Different functions were developed to filter out or extract samples or sequences within a RepSeqExperiment object.

Filtering

Sequence filtering

Based on sequence occurrence

filterCount() filters out sequences, at any level, having a count below a chosen threshold. The function returns a RepSeqExperiment object that can be used to perform in-depth analyses on the remaining dataset.

RepSeqData_filtered <- filterCount(x = RepSeqData,
                                   n = 1,
                                   level = "aaClone")

The parameter group allows the selection of a group of samples on which the filtering must be applied. These samples should all belong to a particular group in the metaData slot. In this the following case, we’re filtering out aaClones with a count of 1 in all amTreg samples.

RepSeqData_filtered_amTreg <- filterCount(x = RepSeqData,
                                          n = 1,
                                          level = "aaClone",
                                          group = c("cell_subset", "amTreg"))

Based on sequence name

filterSequence() filters out specific sequences in all or a in group of samples.

RepSeqData_filtered <- filterSequence(x = RepSeqData,
                                      level = "aaClone",
                                      name = "TRAV11 CVVGDRGSALGRLHF TRAJ18",
                                      group = c("cell_subset" , "Teff"))

Sample filtering

dropSamples() offers the possibility to filter out one or multiple repertoires by specifying their corresponding sample_id. These repertoires can be ones identified, for instance, as outliers during the exploratory analysis

RepSeqData_drop <- dropSamples(x = RepSeqData,
                              sampleNames=c("tripod-30-813", "tripod-30-815"))

Data selection

Based on sequence sharing

getPublic() allows to subset a RepSeqExperiment object in order to extract sequences that are either shared by:

  • samples belonging to a specified group
  • samples within the whole dataset if the group parameter is not specified.

The sharing threshold is set to 50% of the selected samples.

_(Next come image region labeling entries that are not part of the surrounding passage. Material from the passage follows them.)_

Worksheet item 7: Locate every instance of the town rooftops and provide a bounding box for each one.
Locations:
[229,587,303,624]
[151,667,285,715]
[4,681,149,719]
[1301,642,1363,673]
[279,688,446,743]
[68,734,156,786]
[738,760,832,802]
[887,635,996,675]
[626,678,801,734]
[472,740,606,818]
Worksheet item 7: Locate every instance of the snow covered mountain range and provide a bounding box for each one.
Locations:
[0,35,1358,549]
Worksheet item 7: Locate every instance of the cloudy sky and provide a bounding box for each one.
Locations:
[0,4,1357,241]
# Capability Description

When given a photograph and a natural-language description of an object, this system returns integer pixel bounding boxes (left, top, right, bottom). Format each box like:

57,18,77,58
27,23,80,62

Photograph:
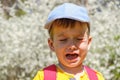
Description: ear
48,38,54,51
88,36,92,50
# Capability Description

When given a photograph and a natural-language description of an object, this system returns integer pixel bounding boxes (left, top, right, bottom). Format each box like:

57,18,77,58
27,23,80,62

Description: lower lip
66,55,78,61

# Get clones present in at least 50% of the samples belonging to the amTreg group
RepSeqData_public <- getPublic(x = RepSeqData, 
                                level = "aaClone", 
                                group = c("cell_subset", "amTreg"))

Similarly, it is possible to extract private sequences with getPrivate(). If the parameter singletons is set to TRUE, only private sequences with a count of 1 will be returned.

RepSeqData_private <- getPrivate(x = RepSeqData,
                                level = "ntClone",
                                singletons = FALSE)

Based on sequence occurrence

getTopSequences() allows the extraction of the top most expressed sequences. The prop parameter allows users to specify the percentage of top sequences to extract.

RepSeqData_top <- getTopSequences(x = RepSeqData,
                                  level = "aaClone",
                                  group = c("cell_subset", "Teff"), 
                                  prop = 0.1)

Based on sequence functionality

getProductive() and getUnproductive() allow the extraction of productive or unproductive sequences respectively in case no filters were applied during the building of the RepSeqExperiment object.

Note: All the above-mentioned functions can be applied at any of the following repertoire level: clone, clonotype, CDR3aa and CDR3nt.